Cole FINALLY got done with school, and met us at the resort!
Mike McCoy (Cole's stepbrother/friend/policebuddy) gave us a giftcard to the PBR, (THANK YOU MIKEYMIKE), so we seriously spent $50.00 tonight solely on arcade games. I'm just a kid who married a kid, guys, and I just absolutely EAT IT UP.

Let me tell ya. If the game has to do with "luck," I suck at it. Always. I wasn't born with a lucky bone in my body, I'm sure of it. I mean, my mom cried when I was born because I had such a GIANT conehead. And she thought I was going to be ugly forever, because she had never had a baby before and didn't know that all newborns look like they just fell from the freaking planet Mars. Sooooo pretty much I've had terrible luck from the get-go.
K. What does that even mean, by-the-way? The GET-GO? I don't even know sometimes.

Ally and I got matching rings. :)

We won a giant tennis ball, and Chan and Ty were playing "monkey-in-the-middle-keep-away" from me with it, so I finally got it after an hour, and I put it under my shirt and started walking like I was pregnant (while secretly baby hungry from it) and Chandler and Ty both stared at me and then looked at Cole and said: "You know you married a girl with the maturity level of a 13-year-old, right?" He knew.

Anyway, I just can't believe how well I get along with my in-laws.
I just can't believe ANY of it sometimes.

A year ago I decided to change my life.
A year ago I decided to give my whole self to God; not just the parts that were easy for me to give to Him.
And ever since then, I feel like He has been "rewarding" me.
He gave me a bishop who knew EXACTLY how to heal my mind.
He gave a calling to my dad in the Single's Ward that would end up saving his daughter.
He gave me a husband who I am desperately in love with.
He gave me in-laws who I could be around all the time.
And he gave me the Provo Beach Resort. (Haha. I just love it OK? Just let it go.)

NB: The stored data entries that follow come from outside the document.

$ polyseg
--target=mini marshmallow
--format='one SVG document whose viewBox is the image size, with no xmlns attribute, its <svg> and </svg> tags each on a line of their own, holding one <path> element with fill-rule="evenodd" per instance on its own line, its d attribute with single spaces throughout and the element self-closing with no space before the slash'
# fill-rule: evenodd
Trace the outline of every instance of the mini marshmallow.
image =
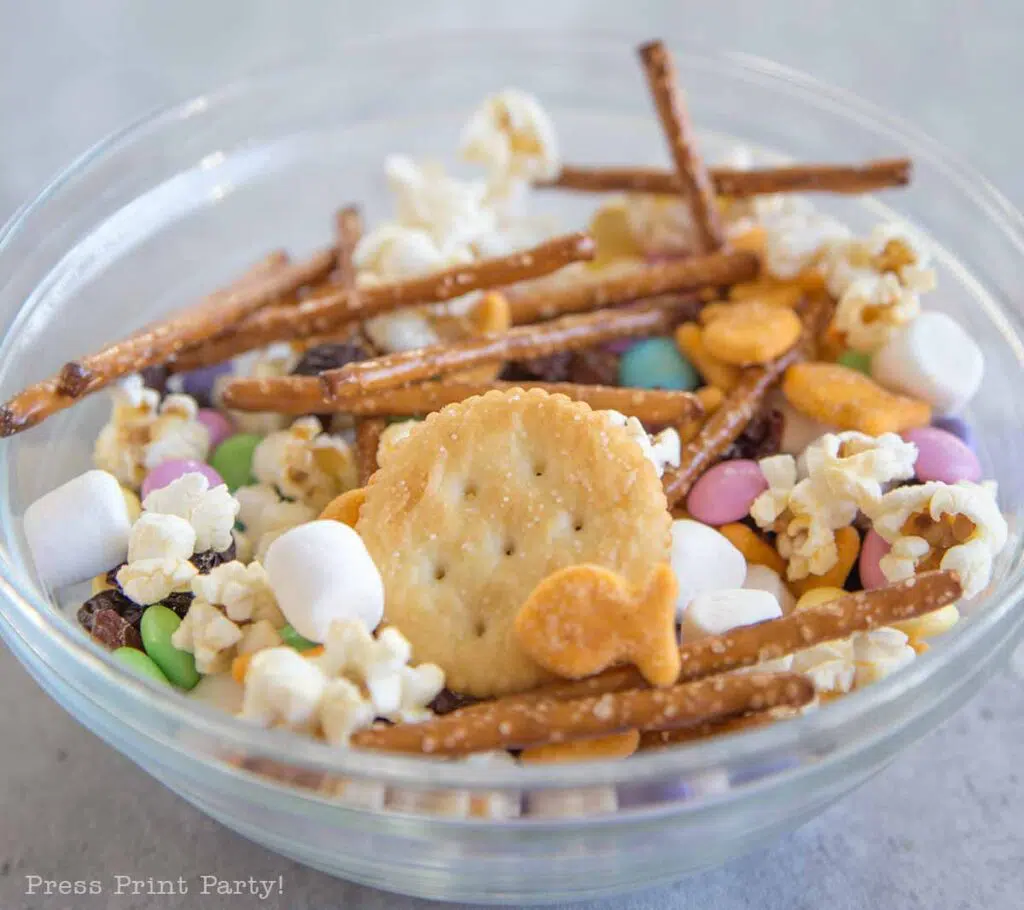
<svg viewBox="0 0 1024 910">
<path fill-rule="evenodd" d="M 373 630 L 384 615 L 384 582 L 362 538 L 338 521 L 311 521 L 285 531 L 264 567 L 285 618 L 310 641 L 331 623 L 358 619 Z"/>
<path fill-rule="evenodd" d="M 86 471 L 25 510 L 25 538 L 44 585 L 63 588 L 106 572 L 128 556 L 131 518 L 121 485 Z"/>
<path fill-rule="evenodd" d="M 724 535 L 686 518 L 672 522 L 671 562 L 679 582 L 676 619 L 698 594 L 741 588 L 747 577 L 747 561 Z"/>
<path fill-rule="evenodd" d="M 787 455 L 799 455 L 815 439 L 835 430 L 834 427 L 821 423 L 813 417 L 801 414 L 788 402 L 783 402 L 781 410 L 782 439 L 779 442 L 779 451 Z"/>
<path fill-rule="evenodd" d="M 981 385 L 985 358 L 974 339 L 945 313 L 926 311 L 896 332 L 871 359 L 877 382 L 949 414 Z"/>
<path fill-rule="evenodd" d="M 767 591 L 778 602 L 783 615 L 789 614 L 796 606 L 796 598 L 792 595 L 786 583 L 768 566 L 747 566 L 747 580 L 743 587 L 748 591 Z"/>
<path fill-rule="evenodd" d="M 746 588 L 706 591 L 698 594 L 686 608 L 681 637 L 683 641 L 695 641 L 780 616 L 779 602 L 767 591 Z"/>
</svg>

Sometimes I don't feel like I deserve any of it.
But I guess all I can do is continue living my life in a way that shows Him how truly GRATEFUL I am for all these undeserved blessings.

I will end with a Cole-Quote-Of-The-Night.
I started my diet today, and I have to drink 80 oz. of water a day, and I HATE peeing that much.
So I was complaining about it.
Me: "It was terrible, I had to pee like 99 times."
Cole: "I got 99 problems, and they all pisses."